In the aftermath of that terrible day, Lori Haas dedicated herself to remedying the “abysmal state of the gun laws in Virginia and in our country that make it far too easy for prohibited buyers like Cho [and] Loughner to get guns and wreak indescribable pain on far too many American families.” Here in Virginia, Haas and her allies have fought attempts to weaken the Commonwealth’s already weak gun laws.

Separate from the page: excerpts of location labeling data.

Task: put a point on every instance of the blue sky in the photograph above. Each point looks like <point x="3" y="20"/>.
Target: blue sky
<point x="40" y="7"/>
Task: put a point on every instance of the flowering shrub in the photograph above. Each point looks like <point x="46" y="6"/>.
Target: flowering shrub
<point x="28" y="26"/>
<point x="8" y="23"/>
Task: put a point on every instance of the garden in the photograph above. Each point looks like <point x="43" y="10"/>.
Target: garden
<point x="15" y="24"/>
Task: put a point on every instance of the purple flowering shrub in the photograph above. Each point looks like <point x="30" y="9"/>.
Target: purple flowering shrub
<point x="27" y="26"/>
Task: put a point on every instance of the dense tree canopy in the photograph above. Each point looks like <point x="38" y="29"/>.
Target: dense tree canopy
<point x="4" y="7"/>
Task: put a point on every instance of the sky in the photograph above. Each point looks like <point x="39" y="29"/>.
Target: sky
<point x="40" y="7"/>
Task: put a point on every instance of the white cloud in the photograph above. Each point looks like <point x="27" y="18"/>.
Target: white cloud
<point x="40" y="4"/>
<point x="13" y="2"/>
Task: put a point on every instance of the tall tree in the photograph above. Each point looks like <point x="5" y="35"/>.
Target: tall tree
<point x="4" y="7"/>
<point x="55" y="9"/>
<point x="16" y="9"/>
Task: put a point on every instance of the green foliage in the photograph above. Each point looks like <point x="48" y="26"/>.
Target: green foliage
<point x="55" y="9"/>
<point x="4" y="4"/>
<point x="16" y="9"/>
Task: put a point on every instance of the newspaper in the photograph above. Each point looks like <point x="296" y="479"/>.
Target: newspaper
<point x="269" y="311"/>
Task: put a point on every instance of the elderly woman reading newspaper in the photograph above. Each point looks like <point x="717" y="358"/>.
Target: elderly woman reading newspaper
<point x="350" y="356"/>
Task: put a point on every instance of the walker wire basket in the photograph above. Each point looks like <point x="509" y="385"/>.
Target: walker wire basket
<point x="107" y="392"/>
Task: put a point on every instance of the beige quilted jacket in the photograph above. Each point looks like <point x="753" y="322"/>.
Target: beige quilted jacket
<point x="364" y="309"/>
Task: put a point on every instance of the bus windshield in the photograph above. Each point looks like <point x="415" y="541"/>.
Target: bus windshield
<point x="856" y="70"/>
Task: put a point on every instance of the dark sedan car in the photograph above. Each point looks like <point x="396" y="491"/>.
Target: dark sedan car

For instance, the gun lobby has been pushing for “universal concealed carry;” “repeal of one handgun a month;” expansion of the “shoot-first doctrine” (“would allow any person to use deadly force with a firearm to any perceived threat without any repercussions”); “restoration of firearm rights to the legally incompetent and mentally ill;” abolition of the Virginia Firearms Transaction Bureau (“the preeminent state background check system in the country, they say there’s no need for it”); and elevation of Second Amendment rights “above personal and private property rights.”
In sum, according to Haas, the gun lobby’s goal can be boiled down to “any gun, anywhere, anytime.” Fortunately, Haas, her colleagues, and supporters are fighting this, and as Haas says, “we are not going away.” If you support the work that Lori Haas and the Coalition to Stop Gun Violence are doing here in Virginia, you can get involved, sign up to receive emails, and of course donate. Having met Lori Haas and others in the Coalition to Stop Gun Violence, I am confident that this is a worthy source of your assistance. Thanks.
P.S. Also in the audience for this event was Colin Goddard, another Virginia Tech shooting survivor who now works for reasonable, commonsense gun safety laws in this country.